For 2 days past the [torn] quite cool, fall like. I went this morning to see my old neighbor Mr. Hutchins, who lives in Wm. Russell’s House, he has been sick for over a week, having a family of 6 children, mostly little ones, to provide for by his day labor for Gov’t, having had nothing left him by the Robbers while in the country. I think he has been made sick by over hard work on the R.R. I found there quite an intelligent & interesting soldier–Ives–a brother in Law of Gen’l Bates, he is a native of N.Y. but removed to Ill. many years ago. Tabby’s child is better & she went back to Mr. Shepard’s yesterday. Mam Maria has a bad cold & sick, she has complained much all the summer, & has lost much in weight. I tell her that anxiety & plain living do not agree with her. She is very anxious for me to leave here, her kind feelings controling her, she does not think as well of the Federal soldiers as I do; she says there are too many bad men among them, & she fears I may innocently get into some difficulty–one of them told her the other day that one of the Tel. post near the House had been cut down some night lately, & people believed I did it, it alarmed the old Lady much, she told him I would never do such a thing, and that I never went out of the House at night.
Dr. Miller is having all the waste planks from the last encampment on the premises collected up, for the use of his Hospital; there is much of it here, and as it was useless for us to try to save it, I sent a message to Dr. M. that he had better take it all.
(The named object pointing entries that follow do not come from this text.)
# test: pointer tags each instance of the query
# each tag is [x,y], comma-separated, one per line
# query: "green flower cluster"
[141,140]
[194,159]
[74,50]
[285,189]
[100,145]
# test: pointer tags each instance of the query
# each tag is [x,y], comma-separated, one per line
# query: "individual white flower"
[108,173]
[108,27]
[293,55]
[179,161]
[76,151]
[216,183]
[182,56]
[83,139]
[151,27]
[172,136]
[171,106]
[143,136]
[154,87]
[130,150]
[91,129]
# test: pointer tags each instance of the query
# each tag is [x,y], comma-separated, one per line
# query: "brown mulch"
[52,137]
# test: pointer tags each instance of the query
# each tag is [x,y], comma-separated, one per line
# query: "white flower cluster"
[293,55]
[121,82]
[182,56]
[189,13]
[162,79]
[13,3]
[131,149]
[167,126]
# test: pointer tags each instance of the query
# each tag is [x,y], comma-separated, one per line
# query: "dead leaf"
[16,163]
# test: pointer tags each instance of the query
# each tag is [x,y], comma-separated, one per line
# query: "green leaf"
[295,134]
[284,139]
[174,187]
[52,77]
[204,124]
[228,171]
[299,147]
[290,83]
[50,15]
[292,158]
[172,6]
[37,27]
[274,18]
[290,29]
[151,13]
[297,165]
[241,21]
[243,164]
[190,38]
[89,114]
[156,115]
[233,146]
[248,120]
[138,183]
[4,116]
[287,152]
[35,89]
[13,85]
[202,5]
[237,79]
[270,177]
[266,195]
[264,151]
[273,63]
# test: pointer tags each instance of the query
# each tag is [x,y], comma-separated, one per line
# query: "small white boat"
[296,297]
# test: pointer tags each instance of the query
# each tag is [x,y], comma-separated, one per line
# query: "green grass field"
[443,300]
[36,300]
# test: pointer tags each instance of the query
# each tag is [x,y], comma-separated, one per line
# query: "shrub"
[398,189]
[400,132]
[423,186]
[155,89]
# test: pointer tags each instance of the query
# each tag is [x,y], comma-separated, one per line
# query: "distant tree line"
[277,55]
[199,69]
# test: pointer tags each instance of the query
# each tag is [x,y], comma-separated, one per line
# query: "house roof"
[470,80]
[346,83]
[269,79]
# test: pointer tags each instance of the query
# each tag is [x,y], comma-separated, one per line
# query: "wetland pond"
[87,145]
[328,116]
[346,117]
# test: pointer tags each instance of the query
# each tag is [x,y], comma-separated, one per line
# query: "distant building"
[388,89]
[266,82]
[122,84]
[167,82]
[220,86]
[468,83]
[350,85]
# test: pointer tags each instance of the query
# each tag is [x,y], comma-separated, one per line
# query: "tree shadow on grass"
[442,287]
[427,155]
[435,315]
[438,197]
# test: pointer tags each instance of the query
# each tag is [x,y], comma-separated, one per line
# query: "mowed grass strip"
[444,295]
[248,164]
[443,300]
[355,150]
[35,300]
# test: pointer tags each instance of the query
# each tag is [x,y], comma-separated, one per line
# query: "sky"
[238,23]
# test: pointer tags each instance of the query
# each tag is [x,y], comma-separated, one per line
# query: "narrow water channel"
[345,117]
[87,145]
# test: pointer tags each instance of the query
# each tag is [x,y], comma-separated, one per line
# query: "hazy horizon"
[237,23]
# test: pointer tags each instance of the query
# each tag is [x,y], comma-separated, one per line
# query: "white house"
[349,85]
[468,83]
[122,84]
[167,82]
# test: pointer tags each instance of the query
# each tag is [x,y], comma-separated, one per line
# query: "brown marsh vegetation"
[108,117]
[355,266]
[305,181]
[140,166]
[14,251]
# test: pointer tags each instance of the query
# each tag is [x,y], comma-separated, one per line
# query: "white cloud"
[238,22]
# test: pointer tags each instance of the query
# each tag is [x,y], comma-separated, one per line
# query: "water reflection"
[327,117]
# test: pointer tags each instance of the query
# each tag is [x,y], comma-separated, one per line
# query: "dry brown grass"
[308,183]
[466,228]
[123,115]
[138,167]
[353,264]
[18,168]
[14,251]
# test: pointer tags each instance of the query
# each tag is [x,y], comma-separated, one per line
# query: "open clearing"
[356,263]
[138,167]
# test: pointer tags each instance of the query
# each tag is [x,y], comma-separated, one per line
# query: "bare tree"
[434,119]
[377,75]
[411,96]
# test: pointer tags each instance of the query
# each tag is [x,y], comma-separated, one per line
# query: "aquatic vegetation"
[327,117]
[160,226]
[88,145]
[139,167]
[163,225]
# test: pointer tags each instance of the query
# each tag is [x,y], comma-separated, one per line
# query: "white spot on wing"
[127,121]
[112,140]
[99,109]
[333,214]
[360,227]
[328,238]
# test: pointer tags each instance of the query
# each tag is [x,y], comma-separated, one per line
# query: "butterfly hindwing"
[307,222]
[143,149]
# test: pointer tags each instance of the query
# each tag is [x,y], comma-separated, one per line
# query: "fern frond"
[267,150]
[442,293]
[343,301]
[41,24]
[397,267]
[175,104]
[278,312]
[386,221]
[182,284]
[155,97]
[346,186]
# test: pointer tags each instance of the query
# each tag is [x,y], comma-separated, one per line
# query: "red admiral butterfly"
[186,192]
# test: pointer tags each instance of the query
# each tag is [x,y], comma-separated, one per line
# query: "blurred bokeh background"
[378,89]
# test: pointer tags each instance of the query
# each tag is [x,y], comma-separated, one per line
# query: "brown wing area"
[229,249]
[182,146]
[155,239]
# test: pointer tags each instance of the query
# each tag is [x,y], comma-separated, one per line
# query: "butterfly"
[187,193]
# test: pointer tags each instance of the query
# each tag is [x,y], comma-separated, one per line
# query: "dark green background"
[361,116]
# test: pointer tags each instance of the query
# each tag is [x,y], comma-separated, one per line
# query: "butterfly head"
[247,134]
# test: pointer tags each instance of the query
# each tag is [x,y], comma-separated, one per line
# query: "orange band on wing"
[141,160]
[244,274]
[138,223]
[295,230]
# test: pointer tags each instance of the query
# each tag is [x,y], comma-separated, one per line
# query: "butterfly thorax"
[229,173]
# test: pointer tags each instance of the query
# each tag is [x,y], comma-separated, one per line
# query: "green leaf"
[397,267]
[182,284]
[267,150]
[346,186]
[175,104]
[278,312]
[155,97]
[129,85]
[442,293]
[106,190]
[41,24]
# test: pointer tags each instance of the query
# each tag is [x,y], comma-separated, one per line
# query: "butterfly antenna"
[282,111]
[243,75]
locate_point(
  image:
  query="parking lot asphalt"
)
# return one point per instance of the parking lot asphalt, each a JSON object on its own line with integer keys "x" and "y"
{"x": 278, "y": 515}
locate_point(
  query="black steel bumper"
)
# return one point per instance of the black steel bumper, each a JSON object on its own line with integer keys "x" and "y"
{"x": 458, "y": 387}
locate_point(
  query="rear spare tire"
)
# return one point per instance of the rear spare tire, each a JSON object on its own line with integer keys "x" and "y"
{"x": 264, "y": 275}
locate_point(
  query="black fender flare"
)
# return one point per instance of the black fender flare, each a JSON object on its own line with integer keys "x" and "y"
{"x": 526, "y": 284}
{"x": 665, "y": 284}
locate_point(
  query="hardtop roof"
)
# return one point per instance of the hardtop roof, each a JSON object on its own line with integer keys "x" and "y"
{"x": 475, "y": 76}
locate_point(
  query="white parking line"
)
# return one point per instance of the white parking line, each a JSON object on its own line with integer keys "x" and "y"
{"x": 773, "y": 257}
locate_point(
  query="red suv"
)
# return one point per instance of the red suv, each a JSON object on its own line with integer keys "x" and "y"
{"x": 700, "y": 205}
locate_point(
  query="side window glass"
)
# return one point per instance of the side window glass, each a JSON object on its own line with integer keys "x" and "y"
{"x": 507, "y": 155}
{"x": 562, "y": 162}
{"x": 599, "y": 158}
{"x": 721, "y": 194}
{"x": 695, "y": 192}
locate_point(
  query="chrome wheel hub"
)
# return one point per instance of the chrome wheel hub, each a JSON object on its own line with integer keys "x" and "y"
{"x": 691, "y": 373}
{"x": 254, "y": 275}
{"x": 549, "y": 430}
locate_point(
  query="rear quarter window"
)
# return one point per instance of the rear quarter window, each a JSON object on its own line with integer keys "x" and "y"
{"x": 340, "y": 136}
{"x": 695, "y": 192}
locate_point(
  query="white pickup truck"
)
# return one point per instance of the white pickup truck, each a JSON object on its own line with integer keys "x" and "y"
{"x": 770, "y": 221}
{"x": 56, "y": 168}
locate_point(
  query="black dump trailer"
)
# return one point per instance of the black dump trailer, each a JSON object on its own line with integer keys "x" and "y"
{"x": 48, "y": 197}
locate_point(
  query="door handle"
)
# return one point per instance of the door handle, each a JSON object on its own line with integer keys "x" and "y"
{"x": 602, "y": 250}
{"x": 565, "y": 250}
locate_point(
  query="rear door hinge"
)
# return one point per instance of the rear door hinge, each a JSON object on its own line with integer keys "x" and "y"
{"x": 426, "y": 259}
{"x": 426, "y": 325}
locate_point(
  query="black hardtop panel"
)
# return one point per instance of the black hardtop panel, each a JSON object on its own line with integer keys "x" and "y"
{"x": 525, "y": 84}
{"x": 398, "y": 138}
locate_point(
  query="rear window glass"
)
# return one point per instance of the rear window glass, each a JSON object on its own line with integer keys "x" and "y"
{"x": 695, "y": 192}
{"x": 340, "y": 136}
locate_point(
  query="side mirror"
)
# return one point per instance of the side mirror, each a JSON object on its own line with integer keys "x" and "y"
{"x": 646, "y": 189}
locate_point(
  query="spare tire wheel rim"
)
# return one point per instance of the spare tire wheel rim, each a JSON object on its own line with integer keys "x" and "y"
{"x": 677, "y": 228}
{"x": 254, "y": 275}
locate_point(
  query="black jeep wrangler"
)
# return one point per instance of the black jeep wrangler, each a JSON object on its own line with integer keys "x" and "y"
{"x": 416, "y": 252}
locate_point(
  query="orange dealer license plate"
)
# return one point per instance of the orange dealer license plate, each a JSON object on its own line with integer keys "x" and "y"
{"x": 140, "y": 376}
Mr. Clarke & myself made Mr. Shepard a visit this afternoon & found another Bale of his Cotton had been cut open & the Bagging stolen, he has no guard. On our return Home, I found my guard had hurried run off, having become alarmed, their pickets having been fired on during our absence, about 1/2 Mile from the House, near Mrs. McC. and had been drawn in, he became apprehensive that the Johneys (Scouts) might come up to the House & take him. We went to Bed without seeing our guard tonight. Fine, pleasant weather.